Cripplegate Extra in 1292 appears foremost as a centre of leather-workers or -sellers, 3 tanners and one currier, 3 fusters and 2 cheverelmongers being recorded. Noteworthy are 3 painters, one dyer and one glazier. We may add 2 or 3 goldsmiths and one goldbeater, one or two mercers and one woolmonger. Very likely many among the persons of unknown occupation were tanners, for in 1319 the tanners and curriers numbered some 25. There were in 1319 also 2 saddlers and 7 fusters, one kisser, 2 skinners and one cheverelmonger. A not inconsiderable group is formed by 7 painters.

Aldersgate. Here may be noted in 1319 a number of goldsmiths (at least 5) and one seal-engraver, one moneyer, further 3 cornmongers, 2 carpenters, one or two masons and 3 lorimers. There were 4 curriers, doubtless of Aldersgate Without.

Farringdon Infra. In this large ward several groups can be distinguished. The Goldsmithery was in this ward (in St. Matthew Friday St and St. Peter Westcheap), and some 20 goldsmiths or gold-beaters have been noted. One of the chief meat-markets was in St. Nicholas Shambles, and this parish was doubtless the main centre of 20 or more butchers. The Saddlery was in St. Vedast. Some 16 saddlers and fusters have been identified. Smaller groups are formed by cordwainers (some 10), chandlers (9, some resident in Ivy Lane), hatters and cappers (4). There were at least 5 cornmongers; it may be noted that the parish of St. Michael le Querne derived its additional name from a corn-market. 5 cross-bowmakers (or bowyers), 3 paternostrers, one bookbinder, and the only parchment-maker and sculptor in the subsidy were of this ward. There were very few merchants, perhaps 3 or 4 mercers, 2 skinners, one haberdasher.

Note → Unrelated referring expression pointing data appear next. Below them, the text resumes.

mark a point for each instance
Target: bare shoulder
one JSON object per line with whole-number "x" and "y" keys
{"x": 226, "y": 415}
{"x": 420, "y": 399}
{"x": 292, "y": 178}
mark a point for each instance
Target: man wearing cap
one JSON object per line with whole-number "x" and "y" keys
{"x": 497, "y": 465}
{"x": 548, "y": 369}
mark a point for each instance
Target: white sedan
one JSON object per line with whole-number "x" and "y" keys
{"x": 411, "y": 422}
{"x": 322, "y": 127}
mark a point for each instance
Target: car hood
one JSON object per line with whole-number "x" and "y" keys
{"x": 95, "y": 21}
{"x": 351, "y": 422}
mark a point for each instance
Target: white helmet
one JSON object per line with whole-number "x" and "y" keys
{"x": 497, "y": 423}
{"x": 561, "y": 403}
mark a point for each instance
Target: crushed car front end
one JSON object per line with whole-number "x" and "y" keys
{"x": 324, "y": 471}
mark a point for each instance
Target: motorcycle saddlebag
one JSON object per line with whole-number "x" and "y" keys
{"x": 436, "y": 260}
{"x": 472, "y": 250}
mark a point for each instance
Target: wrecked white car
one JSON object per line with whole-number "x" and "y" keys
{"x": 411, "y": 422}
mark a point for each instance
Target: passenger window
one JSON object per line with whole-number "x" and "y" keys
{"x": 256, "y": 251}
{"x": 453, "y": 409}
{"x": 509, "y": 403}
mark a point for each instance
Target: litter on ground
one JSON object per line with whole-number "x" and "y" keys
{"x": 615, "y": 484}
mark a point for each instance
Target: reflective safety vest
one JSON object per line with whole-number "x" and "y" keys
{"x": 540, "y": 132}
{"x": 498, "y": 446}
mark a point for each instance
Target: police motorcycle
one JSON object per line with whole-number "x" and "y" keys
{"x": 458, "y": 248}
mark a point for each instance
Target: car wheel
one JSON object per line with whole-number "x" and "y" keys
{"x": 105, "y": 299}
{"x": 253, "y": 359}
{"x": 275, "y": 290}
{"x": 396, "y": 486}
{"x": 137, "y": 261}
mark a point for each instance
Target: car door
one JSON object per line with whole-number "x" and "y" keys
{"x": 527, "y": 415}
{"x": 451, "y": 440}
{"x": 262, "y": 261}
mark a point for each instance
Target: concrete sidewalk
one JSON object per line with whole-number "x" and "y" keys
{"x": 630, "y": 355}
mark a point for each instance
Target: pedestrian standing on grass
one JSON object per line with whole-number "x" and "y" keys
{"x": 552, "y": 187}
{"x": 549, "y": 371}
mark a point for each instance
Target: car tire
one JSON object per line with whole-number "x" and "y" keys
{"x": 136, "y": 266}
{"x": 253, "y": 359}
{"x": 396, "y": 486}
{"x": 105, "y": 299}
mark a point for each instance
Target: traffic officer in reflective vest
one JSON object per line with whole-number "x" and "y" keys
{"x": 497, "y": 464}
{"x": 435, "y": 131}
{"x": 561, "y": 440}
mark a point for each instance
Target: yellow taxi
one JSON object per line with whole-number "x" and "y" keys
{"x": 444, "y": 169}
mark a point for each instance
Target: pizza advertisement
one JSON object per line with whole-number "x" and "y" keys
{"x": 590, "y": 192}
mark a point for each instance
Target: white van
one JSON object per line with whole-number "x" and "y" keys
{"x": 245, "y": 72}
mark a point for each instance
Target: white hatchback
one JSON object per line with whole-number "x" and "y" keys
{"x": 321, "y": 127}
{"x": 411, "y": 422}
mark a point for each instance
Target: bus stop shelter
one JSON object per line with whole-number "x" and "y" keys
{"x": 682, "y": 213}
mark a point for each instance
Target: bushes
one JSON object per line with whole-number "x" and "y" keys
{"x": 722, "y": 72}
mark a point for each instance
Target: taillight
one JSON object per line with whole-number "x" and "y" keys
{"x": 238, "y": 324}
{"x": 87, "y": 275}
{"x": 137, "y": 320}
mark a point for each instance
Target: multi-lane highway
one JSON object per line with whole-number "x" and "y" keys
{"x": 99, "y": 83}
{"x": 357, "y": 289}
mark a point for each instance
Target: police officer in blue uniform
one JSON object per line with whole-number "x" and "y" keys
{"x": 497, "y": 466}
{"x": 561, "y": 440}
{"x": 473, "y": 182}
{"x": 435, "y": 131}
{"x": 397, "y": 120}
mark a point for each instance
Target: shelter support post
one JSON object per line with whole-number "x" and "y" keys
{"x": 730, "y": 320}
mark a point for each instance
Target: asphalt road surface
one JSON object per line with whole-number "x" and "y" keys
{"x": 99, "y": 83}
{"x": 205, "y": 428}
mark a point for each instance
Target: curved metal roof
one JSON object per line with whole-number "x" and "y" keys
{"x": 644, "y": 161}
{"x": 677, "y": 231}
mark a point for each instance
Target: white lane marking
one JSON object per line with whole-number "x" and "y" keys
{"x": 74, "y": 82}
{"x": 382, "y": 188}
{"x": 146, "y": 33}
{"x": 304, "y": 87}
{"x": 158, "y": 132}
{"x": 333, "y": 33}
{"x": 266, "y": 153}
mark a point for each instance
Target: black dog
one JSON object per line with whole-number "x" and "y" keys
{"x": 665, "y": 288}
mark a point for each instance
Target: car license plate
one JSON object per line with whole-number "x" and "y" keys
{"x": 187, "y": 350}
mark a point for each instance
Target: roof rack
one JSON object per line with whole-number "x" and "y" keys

Farringdon Extra. The largest group is formed by tanners, at least 12 in number. Another group is that of cappers and hatters of Fleet St (perhaps some 8 or 9). A third is that of armourers (8 or 9), with whom may be grouped a cross-bowmaker, two furbishers and some other metal-workers, as 2 spurriers, 4 cutlers, one batour, some farriers. Four goldsmiths and one gold-beater, one bookbinder, also one coal-merchant and 2 horse-dealers may be added. Merchants were few and mostly had small assessments. Two woolmongers, two cornmongers, one mercer, and one or two hosiers and skinners have been noted.